# How has riding changed your body?



## ACinATX (Sep 12, 2018)

I haven't been riding long enough to get any long-term wear and tear. I do find that even now I'm still often sore in my inner thighs after a particularly demanding ride on Pony. And that's WITH the saddle -- without the saddle I find myself walking bow-legged for a couple of days.

Definitely my core is stronger. I LOVE that. And yes I have also noticed that my posture is better. And I finally have a butt, almost.

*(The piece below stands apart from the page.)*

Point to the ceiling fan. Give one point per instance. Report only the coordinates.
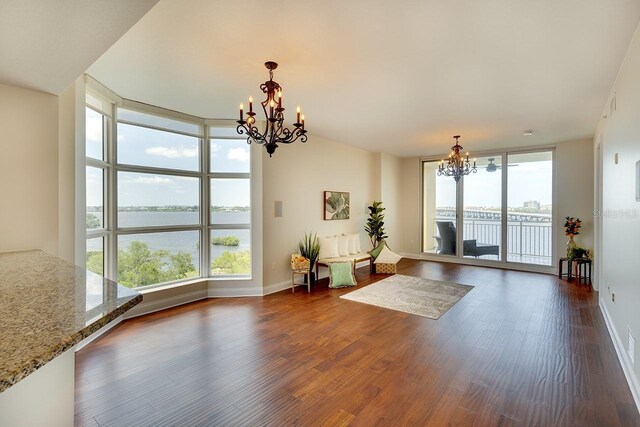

As a neutral -- I have muscles in weird places. You really do need some specific muscles to ride, and those muscles don't seem to do a lot of other stuff. Also my right forearm is disproportionate to the left, I think from picking hooves with only one hand. It's only going to get worse as I transition into doing hoof care. I'm trying to use both hands when I trim and rasp, but it's hard.


----------



## Rudytoot (Feb 14, 2020)

Steadyon, Have you looked at the Tucker Ergo stirrups that are sold on Horsesaddleshop.com? I have read a lot about them as the reviews tell that the angle of the stirrup reduces ankle and knee strain a lot. I ordered a pair, and they have not come in yet as it has been a few days. 
I cannot wait to try them and see if they make as big of a difference as the customers say they do.


----------



## ACinATX (Sep 12, 2018)

Oh, and it's made my hiking better. I do a lot of hiking on slopes that have a lot of scree, and since I've been riding I find I slip a LOT less, and when I do slip I recover within a few inches. I think it's a combination of better balance and improved core strength. Definitely I feel my core "kicking in" when I slip. It's pretty cool to feel that. I guess I had really neglected my core before this.


----------



## Caledonian (Nov 27, 2016)

I'm the opposite. I'd been riding for years, sometimes doing twelve hours in the saddle over weekends and one or two hours a day during the week. Over the past five years I'd to cut down to the occasional ride, gradually reducing until I had to give-up completely. I haven't ridden for a year or so and I really feel the difference.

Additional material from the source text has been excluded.